Part of this unreliability comes from the low number of spins — about 20 spins total, if you do it once every weekday for a month. The “easy” fix is to spin Dan’s spinner many more times … but it turns out you’d have to spin it about 4000 times to be 90% confident your prediction will be right. Even if you have the patience, that’s a lot of individual spins to track in your spreadsheet or wherever.

### use a MORE reliable spinner?

Another fix might be to change the spinner so that it works reliably given only 20 spins. First, we don’t want any of the sectors too small, else we might not hit them at all during our 20 spins, and then it becomes unpredictable. It turns out the smallest sector has to be at least about 1/9th of the spinner if you want to be 90% confident of hitting that sector at least once in those 20 spins.

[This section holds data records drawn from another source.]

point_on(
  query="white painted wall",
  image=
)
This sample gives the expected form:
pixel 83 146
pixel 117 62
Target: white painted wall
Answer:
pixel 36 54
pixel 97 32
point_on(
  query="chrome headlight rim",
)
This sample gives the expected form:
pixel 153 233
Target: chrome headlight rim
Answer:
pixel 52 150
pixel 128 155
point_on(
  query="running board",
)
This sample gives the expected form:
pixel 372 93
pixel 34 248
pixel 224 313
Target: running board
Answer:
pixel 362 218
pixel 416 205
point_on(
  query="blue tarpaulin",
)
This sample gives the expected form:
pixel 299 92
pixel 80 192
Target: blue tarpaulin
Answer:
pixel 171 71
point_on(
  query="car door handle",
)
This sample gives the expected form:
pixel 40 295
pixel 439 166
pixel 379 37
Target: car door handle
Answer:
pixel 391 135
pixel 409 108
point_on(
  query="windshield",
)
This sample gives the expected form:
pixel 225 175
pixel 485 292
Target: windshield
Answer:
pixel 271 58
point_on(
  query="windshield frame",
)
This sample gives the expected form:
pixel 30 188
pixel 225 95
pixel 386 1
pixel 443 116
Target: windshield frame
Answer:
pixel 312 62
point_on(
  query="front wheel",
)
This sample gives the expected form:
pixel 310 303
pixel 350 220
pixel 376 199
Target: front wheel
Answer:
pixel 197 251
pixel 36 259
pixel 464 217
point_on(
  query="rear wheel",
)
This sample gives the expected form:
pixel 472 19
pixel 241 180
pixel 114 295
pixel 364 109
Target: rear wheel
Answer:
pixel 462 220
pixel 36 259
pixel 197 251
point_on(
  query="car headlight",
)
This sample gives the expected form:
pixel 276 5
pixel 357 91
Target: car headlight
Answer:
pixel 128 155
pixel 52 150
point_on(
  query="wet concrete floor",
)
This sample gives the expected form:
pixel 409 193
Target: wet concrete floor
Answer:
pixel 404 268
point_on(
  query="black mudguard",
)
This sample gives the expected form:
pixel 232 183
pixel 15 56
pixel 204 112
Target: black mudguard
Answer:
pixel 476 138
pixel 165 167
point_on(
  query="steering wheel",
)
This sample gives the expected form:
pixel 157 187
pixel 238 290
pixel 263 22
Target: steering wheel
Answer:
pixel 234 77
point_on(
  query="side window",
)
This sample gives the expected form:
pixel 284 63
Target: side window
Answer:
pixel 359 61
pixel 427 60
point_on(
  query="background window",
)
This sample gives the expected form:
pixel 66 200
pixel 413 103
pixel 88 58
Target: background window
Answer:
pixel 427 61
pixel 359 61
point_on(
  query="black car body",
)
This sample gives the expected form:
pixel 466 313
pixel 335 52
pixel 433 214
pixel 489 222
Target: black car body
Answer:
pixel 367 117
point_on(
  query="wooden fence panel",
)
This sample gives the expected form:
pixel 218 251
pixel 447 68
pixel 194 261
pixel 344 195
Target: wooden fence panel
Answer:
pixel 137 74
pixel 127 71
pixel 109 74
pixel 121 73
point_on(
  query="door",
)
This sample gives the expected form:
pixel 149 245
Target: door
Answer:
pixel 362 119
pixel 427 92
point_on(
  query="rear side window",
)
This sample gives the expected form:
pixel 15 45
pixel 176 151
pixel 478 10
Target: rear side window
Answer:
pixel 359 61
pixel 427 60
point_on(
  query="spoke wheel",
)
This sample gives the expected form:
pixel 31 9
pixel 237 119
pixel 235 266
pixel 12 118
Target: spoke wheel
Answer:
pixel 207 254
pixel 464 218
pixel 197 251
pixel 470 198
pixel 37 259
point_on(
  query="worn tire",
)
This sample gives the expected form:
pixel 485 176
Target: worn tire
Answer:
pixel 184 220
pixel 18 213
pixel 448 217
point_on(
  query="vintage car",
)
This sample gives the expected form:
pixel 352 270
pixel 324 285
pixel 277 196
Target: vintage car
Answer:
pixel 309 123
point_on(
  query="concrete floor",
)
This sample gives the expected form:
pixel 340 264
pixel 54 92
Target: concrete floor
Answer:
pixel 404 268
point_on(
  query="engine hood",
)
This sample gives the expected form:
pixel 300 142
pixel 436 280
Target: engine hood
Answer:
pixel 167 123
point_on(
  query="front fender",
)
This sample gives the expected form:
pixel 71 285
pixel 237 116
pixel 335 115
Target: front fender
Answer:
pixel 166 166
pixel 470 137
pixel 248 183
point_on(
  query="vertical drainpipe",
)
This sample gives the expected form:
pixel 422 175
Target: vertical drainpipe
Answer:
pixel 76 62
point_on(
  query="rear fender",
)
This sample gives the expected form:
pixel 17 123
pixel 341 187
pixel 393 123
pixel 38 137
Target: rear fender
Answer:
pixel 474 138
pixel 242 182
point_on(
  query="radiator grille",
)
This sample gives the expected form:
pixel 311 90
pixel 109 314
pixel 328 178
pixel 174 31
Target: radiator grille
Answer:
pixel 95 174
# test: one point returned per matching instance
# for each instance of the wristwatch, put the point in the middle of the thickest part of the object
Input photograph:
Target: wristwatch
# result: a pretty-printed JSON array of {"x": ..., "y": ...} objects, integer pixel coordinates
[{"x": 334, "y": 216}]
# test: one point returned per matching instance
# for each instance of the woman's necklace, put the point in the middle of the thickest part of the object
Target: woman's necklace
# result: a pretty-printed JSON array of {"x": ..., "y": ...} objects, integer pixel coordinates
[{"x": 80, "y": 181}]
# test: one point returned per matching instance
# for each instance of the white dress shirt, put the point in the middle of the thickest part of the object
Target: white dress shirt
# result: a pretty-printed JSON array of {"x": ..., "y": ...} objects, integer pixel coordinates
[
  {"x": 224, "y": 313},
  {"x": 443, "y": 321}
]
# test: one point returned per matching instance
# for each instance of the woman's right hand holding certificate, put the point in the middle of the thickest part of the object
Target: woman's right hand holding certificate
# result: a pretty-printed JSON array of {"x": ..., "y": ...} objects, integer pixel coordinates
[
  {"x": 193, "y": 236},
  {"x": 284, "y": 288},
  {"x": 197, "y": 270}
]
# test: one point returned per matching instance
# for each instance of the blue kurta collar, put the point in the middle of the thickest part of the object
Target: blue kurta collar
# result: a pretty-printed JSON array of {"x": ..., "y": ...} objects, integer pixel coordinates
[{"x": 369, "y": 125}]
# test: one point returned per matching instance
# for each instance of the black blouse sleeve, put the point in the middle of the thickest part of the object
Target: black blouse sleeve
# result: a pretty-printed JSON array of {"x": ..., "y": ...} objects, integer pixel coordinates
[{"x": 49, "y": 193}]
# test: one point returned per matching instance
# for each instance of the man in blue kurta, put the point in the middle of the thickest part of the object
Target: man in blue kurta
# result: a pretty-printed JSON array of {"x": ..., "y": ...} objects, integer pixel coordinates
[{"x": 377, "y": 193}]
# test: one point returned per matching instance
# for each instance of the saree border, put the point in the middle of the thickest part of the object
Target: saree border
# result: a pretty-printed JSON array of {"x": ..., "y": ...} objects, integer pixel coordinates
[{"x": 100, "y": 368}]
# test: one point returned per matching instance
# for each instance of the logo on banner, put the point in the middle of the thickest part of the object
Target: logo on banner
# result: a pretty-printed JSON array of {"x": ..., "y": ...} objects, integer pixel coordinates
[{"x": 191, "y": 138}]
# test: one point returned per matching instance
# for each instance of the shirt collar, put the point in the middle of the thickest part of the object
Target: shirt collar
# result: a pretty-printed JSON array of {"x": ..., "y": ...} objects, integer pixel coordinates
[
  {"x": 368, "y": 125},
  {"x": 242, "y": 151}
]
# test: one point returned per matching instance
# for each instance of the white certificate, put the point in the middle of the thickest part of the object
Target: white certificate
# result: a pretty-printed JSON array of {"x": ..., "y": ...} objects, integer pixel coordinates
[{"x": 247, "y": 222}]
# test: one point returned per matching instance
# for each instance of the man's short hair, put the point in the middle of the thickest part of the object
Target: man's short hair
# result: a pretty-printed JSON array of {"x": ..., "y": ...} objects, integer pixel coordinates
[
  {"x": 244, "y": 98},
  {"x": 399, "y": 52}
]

(Let y ~ Binomial(p=1/9, n=20). Then prob(y>0) = 1-prob(y=0) = 0.905.)

If we round that up to 1/8th instead, we can easily use a Twister spinner (which has 16 equal sectors).

After playing with some different options, using the same simulation approach as the previous post, I found that the following spinner seems to work decently: 1/2 chance of $100, 3/8 chance of $150, and 1/8 chance of $1500. After 20 spins of this spinner, there’s about a 87% chance that the “$1500” will have been the winning bet, so you can be pretty confident about making the right bet a month in advance.

Unfortunately, predicting that spinner correctly is kind of unimpressive. The “$1500” is a fairly big slice, so it doesn’t look too risky.

### spin just a few more times and use a safer spinner!

What if we spin it just a few more than 20 times — say 60 times, so two or three times each day? That’s not too much data to keep track of. Will that let us shrink the smallest slice, while keeping predictability high, and thus making this all more impressive?

Turns out that if we know we’ll have about 60 spins, we can make the smallest slice 1/25th of the spinner and still be confident we’ll hit it at least once. Cool. If we want to keep the Twister board, and have the smallest slice be 1/16th of the circle, we actually have a 90% chance of hitting it at least twice. So that makes things even more predictable (for the teacher), while still making it less predictable (to the kids) than the previous spinner.

More messing around led to this suggested spinner: 1/2 chance of $100, 5/16 chance of $200, 1/8 chance of $400, and 1/16 chance of $2500. The chance that “$2500” is the right bet after 60 spins of this spinner is about 88%, so again you can make your bet confidently — but this time, the “right” answer doesn’t look as obvious.

In short, I’d recommend using this spinner for around 60 spins, rather than Dan’s spinner for 20 spins. It’s not guaranteed to be “optimal” but it’s far more reliable than the original suggestion.

If anyone tries it, I’d be curious to hear how it went!